Furthermore, the detection light detection system respectively detects two equal parts in a space divided by the detection laser in the y-axis direction to form output signals of two channels as a first channel and a second channel, the output signal of the second channel is connected with a triaxial vector detection module via the second channel to extract triaxial magnetic field vector information, wherein the triaxial vector detection module of the second channel comprises a first low-pass filter to extract the y-axis vector information, a second lock-in amplifier and a third lock-in amplifier respectively extract the x-axis vector information and the z-axis vector information after demodulation phase optimization, the three-axis vector detection module is respectively superposed with the triaxial vector magnetic field value of the first channel through scaling, the x-axis vector information is superposed with the x-axis vector magnetic field value of the first channel to obtain an x-axis vector magnetic field value of the second channel, and the y-axis vector information is superposed with the y-axis vector magnetic field value of the first channel to obtain a y-axis vector magnetic field value of the second channel, superposing the z-axis vector information and the z-axis vector magnetic field value of the first channel to obtain a z-axis vector magnetic field value of the second channel; and the output of the low-pass filter in the triaxial vector detection module of the second channel is subjected to scaling to obtain a y-direction magnetic field gradient value.

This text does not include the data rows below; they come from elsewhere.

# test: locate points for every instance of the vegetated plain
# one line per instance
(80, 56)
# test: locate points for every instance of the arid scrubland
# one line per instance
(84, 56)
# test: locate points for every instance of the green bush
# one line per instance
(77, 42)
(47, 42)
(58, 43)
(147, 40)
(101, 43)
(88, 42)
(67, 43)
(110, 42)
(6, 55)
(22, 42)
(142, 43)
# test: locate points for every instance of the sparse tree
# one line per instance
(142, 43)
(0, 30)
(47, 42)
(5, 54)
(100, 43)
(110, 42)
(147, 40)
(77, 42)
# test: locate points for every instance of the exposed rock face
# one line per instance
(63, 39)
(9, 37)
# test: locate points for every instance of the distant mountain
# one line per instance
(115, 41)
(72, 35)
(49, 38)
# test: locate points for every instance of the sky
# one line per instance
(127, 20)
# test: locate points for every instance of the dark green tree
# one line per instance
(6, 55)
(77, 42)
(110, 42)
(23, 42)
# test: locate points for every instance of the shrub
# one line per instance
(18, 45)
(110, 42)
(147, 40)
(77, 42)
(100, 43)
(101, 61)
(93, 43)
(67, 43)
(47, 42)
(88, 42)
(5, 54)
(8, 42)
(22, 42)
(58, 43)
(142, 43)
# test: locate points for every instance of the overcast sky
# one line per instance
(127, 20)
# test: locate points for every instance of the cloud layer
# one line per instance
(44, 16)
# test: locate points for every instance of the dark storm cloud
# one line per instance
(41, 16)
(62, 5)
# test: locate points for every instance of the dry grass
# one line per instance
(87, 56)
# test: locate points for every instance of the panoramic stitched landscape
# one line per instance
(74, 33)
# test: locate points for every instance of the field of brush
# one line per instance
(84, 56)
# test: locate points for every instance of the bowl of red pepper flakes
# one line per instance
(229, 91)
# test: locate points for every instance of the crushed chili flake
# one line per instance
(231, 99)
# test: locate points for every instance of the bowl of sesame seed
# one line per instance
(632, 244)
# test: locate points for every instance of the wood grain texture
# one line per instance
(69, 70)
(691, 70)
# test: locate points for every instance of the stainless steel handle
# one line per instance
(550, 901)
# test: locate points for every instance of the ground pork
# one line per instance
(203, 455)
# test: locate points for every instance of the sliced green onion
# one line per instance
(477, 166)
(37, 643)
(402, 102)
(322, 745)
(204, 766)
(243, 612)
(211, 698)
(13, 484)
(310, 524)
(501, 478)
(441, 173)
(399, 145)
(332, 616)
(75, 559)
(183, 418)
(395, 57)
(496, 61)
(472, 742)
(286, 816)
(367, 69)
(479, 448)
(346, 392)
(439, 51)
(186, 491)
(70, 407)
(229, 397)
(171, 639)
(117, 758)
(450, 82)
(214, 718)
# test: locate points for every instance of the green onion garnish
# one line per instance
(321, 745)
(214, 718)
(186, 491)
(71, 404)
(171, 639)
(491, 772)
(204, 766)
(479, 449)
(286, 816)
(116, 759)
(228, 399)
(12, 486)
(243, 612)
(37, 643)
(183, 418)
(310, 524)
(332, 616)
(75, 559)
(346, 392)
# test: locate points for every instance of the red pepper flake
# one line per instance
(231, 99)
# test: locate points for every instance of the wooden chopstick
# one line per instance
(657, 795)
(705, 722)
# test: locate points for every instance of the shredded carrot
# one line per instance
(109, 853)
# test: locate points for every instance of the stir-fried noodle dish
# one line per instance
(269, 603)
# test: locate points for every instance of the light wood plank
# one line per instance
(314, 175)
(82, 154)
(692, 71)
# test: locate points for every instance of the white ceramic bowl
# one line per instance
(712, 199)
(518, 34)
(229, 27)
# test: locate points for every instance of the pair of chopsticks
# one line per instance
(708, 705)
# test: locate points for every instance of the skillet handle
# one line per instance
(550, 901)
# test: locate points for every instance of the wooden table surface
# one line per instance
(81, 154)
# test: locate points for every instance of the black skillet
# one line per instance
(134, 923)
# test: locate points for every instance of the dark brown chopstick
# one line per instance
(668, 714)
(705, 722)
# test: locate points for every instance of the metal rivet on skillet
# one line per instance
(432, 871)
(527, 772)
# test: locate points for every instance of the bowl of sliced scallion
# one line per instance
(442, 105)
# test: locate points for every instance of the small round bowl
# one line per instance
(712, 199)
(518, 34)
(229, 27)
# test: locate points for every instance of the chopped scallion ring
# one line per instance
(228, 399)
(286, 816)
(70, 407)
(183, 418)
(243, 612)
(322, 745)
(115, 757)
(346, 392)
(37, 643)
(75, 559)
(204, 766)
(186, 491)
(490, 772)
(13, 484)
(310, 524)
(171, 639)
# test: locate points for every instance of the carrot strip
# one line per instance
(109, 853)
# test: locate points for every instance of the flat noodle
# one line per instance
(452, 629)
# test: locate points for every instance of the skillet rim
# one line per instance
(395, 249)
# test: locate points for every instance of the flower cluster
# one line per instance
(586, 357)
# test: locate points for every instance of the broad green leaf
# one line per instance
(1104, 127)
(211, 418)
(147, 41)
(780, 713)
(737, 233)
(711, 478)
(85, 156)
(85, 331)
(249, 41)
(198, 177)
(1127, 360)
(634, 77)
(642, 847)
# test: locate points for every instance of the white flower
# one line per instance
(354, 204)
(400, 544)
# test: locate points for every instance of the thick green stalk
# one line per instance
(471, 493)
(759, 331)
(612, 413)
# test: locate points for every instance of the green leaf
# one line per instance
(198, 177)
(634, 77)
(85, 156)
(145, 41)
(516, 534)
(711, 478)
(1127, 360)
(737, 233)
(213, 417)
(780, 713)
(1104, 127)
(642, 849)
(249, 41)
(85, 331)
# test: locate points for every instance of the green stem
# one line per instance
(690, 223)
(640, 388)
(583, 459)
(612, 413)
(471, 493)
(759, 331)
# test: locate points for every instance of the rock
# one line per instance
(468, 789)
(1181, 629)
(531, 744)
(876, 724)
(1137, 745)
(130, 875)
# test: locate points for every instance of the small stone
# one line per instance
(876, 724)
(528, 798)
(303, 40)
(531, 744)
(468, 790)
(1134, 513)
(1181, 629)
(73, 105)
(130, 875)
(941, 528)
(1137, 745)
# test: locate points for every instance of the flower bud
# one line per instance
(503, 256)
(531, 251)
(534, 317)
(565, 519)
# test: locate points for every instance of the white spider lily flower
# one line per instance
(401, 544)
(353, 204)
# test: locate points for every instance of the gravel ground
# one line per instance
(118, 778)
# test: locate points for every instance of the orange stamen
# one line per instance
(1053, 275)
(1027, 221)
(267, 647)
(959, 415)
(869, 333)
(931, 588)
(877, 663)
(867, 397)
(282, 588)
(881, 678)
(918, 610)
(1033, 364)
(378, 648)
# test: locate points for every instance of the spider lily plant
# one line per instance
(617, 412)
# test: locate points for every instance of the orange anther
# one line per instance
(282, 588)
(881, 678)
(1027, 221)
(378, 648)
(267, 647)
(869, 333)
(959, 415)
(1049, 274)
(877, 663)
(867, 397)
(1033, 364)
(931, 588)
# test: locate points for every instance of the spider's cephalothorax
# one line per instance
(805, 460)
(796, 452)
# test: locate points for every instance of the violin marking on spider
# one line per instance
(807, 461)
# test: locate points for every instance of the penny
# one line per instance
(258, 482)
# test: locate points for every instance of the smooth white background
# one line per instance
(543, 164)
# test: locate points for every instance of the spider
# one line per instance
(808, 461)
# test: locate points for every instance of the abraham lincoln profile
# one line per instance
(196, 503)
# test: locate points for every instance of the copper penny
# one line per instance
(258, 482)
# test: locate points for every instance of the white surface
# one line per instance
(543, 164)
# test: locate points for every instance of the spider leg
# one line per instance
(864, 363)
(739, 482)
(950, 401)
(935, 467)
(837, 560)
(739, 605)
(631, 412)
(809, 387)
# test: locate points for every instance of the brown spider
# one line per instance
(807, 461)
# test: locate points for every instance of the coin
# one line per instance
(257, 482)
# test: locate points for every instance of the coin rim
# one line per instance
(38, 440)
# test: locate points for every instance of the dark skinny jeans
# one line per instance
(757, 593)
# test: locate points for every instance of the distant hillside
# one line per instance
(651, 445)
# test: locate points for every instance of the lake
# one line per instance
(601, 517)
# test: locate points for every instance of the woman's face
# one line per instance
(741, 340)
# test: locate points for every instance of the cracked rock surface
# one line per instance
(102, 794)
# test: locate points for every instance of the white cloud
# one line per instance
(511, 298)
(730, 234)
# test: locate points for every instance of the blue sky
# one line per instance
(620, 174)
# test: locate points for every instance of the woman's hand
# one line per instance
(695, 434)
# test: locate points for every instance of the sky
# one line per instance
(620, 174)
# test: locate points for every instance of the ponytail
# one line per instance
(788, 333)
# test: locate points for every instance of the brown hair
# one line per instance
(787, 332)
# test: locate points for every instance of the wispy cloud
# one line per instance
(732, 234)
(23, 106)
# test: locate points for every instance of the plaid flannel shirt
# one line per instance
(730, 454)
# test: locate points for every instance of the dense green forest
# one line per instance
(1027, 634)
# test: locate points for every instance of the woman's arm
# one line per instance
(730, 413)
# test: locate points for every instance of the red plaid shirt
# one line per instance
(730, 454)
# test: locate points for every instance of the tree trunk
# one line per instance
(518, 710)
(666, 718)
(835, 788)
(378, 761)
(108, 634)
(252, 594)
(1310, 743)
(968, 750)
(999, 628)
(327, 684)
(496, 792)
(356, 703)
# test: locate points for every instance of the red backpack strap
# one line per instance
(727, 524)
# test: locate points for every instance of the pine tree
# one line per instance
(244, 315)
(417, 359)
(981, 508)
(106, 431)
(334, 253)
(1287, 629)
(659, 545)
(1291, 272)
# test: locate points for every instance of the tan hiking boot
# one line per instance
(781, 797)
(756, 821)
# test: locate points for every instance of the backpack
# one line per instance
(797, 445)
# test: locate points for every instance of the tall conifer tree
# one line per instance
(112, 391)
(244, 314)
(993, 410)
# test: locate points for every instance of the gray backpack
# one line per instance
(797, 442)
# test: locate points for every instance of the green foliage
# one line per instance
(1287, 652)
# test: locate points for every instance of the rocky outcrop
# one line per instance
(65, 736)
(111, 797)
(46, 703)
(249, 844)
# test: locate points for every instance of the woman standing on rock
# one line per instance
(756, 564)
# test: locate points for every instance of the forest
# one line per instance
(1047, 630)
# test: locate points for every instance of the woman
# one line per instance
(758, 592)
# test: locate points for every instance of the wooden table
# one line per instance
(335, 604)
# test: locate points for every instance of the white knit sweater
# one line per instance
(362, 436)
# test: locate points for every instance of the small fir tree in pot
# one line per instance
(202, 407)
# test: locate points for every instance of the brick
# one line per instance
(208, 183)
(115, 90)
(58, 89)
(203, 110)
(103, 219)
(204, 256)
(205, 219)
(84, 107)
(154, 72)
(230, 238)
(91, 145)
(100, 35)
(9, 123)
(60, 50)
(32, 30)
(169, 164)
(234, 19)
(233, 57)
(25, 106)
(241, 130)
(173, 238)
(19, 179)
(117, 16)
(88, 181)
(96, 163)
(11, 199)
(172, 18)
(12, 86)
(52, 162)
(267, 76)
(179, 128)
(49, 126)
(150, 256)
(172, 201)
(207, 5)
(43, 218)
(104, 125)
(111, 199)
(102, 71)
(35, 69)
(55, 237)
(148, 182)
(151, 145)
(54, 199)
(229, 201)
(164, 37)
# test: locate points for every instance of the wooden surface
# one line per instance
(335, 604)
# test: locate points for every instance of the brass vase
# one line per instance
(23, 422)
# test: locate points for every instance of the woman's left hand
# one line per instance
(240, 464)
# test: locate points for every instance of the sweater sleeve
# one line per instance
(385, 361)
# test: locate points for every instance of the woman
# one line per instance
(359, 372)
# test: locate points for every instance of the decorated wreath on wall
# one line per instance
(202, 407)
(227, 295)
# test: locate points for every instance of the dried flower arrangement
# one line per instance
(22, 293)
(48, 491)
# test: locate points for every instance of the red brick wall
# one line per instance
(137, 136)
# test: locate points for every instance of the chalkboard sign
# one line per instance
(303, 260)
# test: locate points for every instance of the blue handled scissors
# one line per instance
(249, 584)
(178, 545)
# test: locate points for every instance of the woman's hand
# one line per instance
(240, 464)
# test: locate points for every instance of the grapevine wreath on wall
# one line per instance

Furthermore, the geomagnetic compensation coil comprises a y-axis direction counteracting coil, an x-axis coil and a z-axis coil which are perpendicular to each other, the y-axis direction counteracting coil adopts a solenoid with a uniform magnetic field, and the x-axis coil and the z-axis coil adopt saddle-shaped coils; or spherical coils are adopted in all three directions.

Furthermore, the alkali metal atom gas chamber, the heating device thereof and the geomagnetic compensation coil are all made of nonmagnetic materials.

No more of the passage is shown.